- Education: Stanford University
- Occupations: media personality; journalist; endurance athlete; documentary filmmaker;

= Raymond Braun =

American media personality, journalist, endurance athlete, and documentary filmmaker

Raymond Braun is an American media personality, journalist, endurance athlete, and documentary filmmaker.

== Early life and education ==
Braun grew up in Toledo, Ohio, a city in Northwest Ohio. Braun graduated from Stanford University with a Bachelor of Arts in Science, Technology, and Society and a Master of Arts in Media studies and Journalism. He received the J.E. Wallace Sterling Award for Scholastic Achievement from Stanford's School of Humanities and Sciences.

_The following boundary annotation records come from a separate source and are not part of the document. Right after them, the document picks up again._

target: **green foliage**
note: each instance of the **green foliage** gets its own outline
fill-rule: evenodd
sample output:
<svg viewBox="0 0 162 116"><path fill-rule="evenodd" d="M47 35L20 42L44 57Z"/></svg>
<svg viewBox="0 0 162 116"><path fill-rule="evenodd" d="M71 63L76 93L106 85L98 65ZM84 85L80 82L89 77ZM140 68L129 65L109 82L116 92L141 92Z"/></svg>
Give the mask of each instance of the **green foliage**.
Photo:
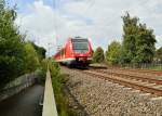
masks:
<svg viewBox="0 0 162 116"><path fill-rule="evenodd" d="M162 47L156 51L156 59L158 62L162 63Z"/></svg>
<svg viewBox="0 0 162 116"><path fill-rule="evenodd" d="M138 17L131 17L129 13L123 17L122 56L124 63L150 63L154 55L156 37L152 29L140 24Z"/></svg>
<svg viewBox="0 0 162 116"><path fill-rule="evenodd" d="M96 51L93 53L93 62L102 63L104 62L104 50L98 47Z"/></svg>
<svg viewBox="0 0 162 116"><path fill-rule="evenodd" d="M68 100L63 93L63 88L68 80L67 75L59 74L59 66L54 60L49 60L52 85L55 93L56 107L59 116L76 116L75 112L68 107Z"/></svg>
<svg viewBox="0 0 162 116"><path fill-rule="evenodd" d="M36 70L38 57L45 54L43 48L24 41L25 36L18 31L15 18L15 10L0 0L0 89L18 76Z"/></svg>
<svg viewBox="0 0 162 116"><path fill-rule="evenodd" d="M39 57L30 42L25 44L25 63L26 63L26 73L35 72L39 65Z"/></svg>
<svg viewBox="0 0 162 116"><path fill-rule="evenodd" d="M0 1L0 88L24 70L24 36L14 25L16 12Z"/></svg>
<svg viewBox="0 0 162 116"><path fill-rule="evenodd" d="M106 52L106 61L108 64L118 64L120 62L121 44L118 41L112 41L108 46Z"/></svg>

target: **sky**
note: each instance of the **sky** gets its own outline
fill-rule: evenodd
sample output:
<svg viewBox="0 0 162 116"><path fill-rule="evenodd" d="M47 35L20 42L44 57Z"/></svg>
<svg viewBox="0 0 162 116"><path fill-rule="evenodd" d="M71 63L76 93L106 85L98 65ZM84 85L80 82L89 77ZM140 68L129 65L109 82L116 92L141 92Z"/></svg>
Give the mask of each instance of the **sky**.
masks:
<svg viewBox="0 0 162 116"><path fill-rule="evenodd" d="M17 4L22 34L53 55L68 37L89 38L93 48L107 49L122 41L122 18L126 11L154 30L156 47L162 47L162 0L6 0Z"/></svg>

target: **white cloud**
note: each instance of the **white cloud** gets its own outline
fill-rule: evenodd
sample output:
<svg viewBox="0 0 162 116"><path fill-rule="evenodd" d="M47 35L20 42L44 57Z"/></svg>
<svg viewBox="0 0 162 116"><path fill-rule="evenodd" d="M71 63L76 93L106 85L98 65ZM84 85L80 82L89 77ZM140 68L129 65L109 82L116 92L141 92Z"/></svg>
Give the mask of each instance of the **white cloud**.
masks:
<svg viewBox="0 0 162 116"><path fill-rule="evenodd" d="M66 2L65 2L66 1ZM68 2L67 2L68 1ZM58 2L58 1L57 1ZM105 49L112 40L122 38L121 16L129 11L139 16L143 23L154 29L158 43L162 46L162 0L60 0L57 10L44 4L43 0L28 4L27 13L19 13L16 23L29 37L39 38L39 44L48 49L51 42L55 51L57 28L58 44L64 44L70 36L90 37L95 47ZM37 41L38 42L38 41Z"/></svg>

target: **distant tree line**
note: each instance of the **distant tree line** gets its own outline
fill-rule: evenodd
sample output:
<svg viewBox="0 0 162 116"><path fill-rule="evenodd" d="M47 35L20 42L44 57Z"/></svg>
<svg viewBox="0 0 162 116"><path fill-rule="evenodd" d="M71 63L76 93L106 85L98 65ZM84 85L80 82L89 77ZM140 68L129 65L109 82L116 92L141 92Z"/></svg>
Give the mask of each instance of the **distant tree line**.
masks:
<svg viewBox="0 0 162 116"><path fill-rule="evenodd" d="M110 64L143 64L156 61L162 62L162 48L156 50L156 36L153 29L139 23L138 17L131 17L126 12L123 20L122 42L112 41L108 44L105 61ZM95 51L97 52L97 50ZM94 61L99 55L94 52ZM103 60L103 55L100 55Z"/></svg>
<svg viewBox="0 0 162 116"><path fill-rule="evenodd" d="M16 11L0 0L0 89L25 73L36 70L45 49L25 41L15 26Z"/></svg>

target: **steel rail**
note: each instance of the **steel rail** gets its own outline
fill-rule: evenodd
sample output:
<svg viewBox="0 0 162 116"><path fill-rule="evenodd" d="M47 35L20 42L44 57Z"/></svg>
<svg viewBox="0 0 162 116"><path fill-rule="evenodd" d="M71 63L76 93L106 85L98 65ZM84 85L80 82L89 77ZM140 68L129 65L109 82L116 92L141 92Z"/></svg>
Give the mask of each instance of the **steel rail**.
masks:
<svg viewBox="0 0 162 116"><path fill-rule="evenodd" d="M105 74L102 74L102 73L96 73L96 72L91 72L91 70L83 70L85 74L89 74L89 75L92 75L92 76L97 76L99 78L104 78L106 80L110 80L110 81L113 81L113 82L117 82L117 83L120 83L120 85L123 85L123 86L126 86L126 87L130 87L130 88L134 88L134 89L137 89L137 90L141 90L144 92L148 92L148 93L151 93L151 94L154 94L154 95L158 95L158 96L161 96L162 95L162 90L159 90L159 89L154 89L154 88L151 88L149 86L144 86L144 85L140 85L140 83L137 83L137 82L133 82L133 81L129 81L126 79L123 79L121 77L112 77L112 76L108 76L108 75L105 75Z"/></svg>

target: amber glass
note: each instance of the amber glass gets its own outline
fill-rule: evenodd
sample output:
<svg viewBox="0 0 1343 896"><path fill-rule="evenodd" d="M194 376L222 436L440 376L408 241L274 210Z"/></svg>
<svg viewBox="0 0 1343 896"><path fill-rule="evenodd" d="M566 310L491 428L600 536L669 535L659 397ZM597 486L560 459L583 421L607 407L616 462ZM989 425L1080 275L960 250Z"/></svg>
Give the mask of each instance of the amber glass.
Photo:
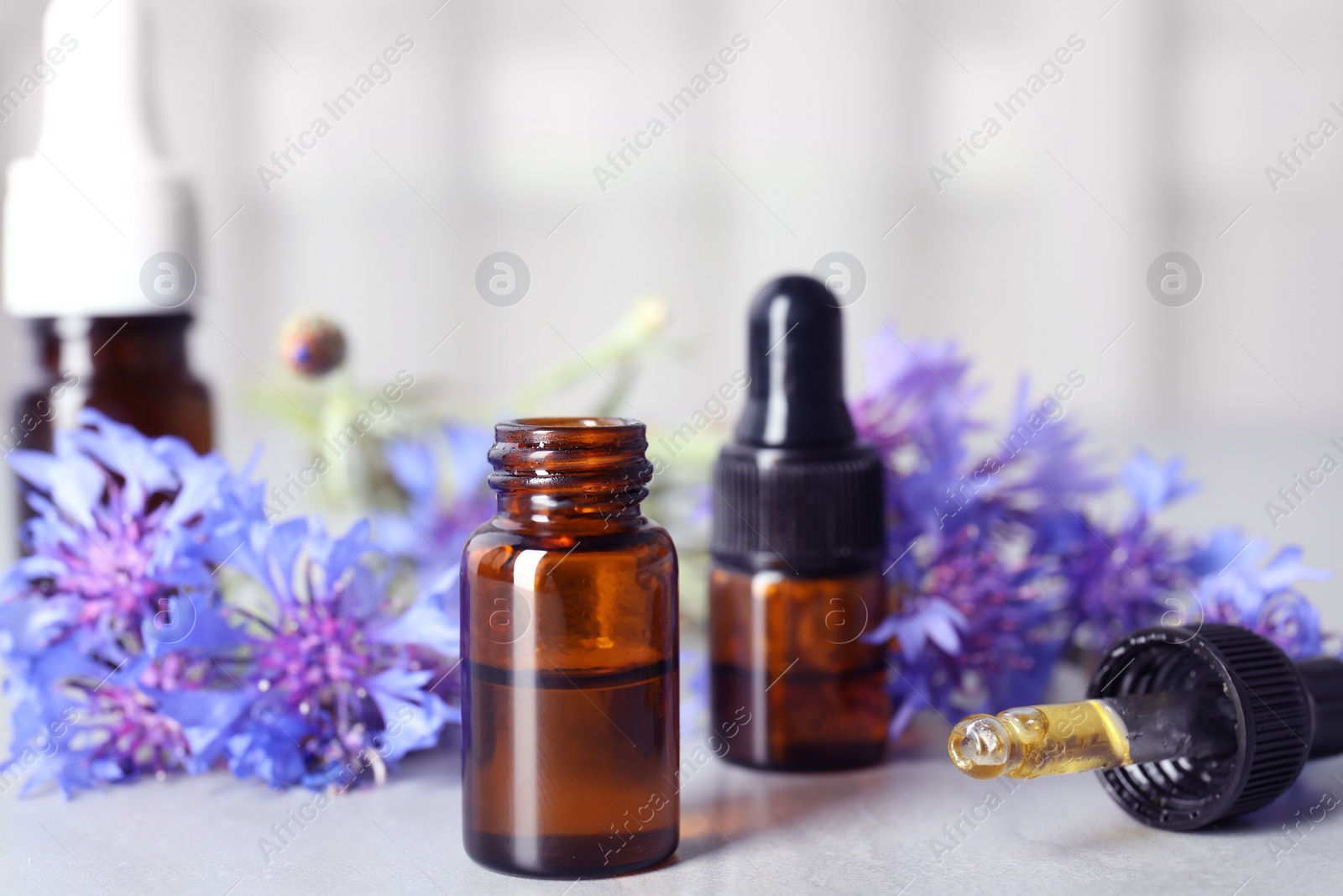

In the documentary State of Pride, which Braun hosted and produced, he discusses how his upbringing in Ohio influenced his decision to pursue a career in media. He credits the internet and news media with exposing him to diverse stories that shaped his perspective and inspired him to study the impact of media and technology on culture at Stanford University. This interest later informed his work in content creation aimed at engaging and inspiring others.

== Career ==
Braun worked in marketing at YouTube and Google. In 2013, he developed and implemented YouTube's first LGBTQ+ marketing campaign, "#ProudToLove," which involved turning the YouTube logo into a rainbow. He later became the LGBTQ marketing lead for Google and YouTube.

In 2019, Braun hosted and produced the documentary State of Pride, which premiered at the SXSW Film Festival. The film received critical recognition, winning the GLAAD Media Award for "Outstanding Documentary" and being listed by TIME as a "must-see" documentary for Pride Month. For his role as host and executive producer, Braun was named the "Doc Star of the Month" for June 2019 by the International Documentary Association.

He set a world record in 2023 as the first person to complete seven triathlons on seven continents in seven consecutive days. Known as the "World Triathlon Challenge," the effort aimed to raise awareness and funds for mental health programs in recognition of his own experience with OCD. That same year, Braun participated in the Bosphorus Cross-Continental Swim, an open-water race organized by the Turkish Olympic Committee, where he swam from Asia to Europe. In 2024 he completed the Abbott World Marathon Majors, serving as a guide for Chris Nikic, who became the first person with Down syndrome to finish all six races in the series. In 2023, Raymond Braun hosted Fuel Something Bigger, a national storytelling series.

Braun is the founder of the Soho House Run Club. In a profile by The LA Times, Braun stated that his primary focus was on fostering community rather than solely on running. They also highlighted its efforts to be accessible to runners of varying abilities, including those with disabilities. Discussing the initiative, Braun stated, "There are so many conversations happening right now about isolation and how we're in a loneliness crisis. I wanted to provide an opportunity for people to socialize and make friends."

== Paris 2024 Coverage ==
Braun served as a mental health correspondent at the Paris 2024 Olympic and Paralympic Games, focusing on athlete well-being, sports psychology, and mental resilience. His coverage featured interviews with Olympians, Paralympians, and sports figures, including with Novak Djokovic about mental resilience and maintaining a championship mindset under pressure. In addition to his reporting, Braun participated in and covered the 2024 Paris Olympic Marathon Pour Tous, a public race held on the Olympic marathon course. While running, he conducted on-course interviews with Olympians and amateur runners, discussing their experiences, training, and motivations for taking part in the event.

== Awards and honors ==
- 2014, Forbes 30 Under 30 in marketing and advertising An update on Braun was included in their 2016 list.
- 2015, the Out 100
- 2016, the Financial Times ranked Braun No. 1 on its "Power Rankings: Top 50 Future LGBT Leaders" list. In the Financial Times profile, Danielle Tiedt, the CMO of YouTube, stated that Braun "left a permanent imprint" on the company's culture.
- 2020, GLAAD Media Award for "Outstanding Documentary" for State of Pride That same year, he was named the "Doc Star of the Month" by the International Documentary Association.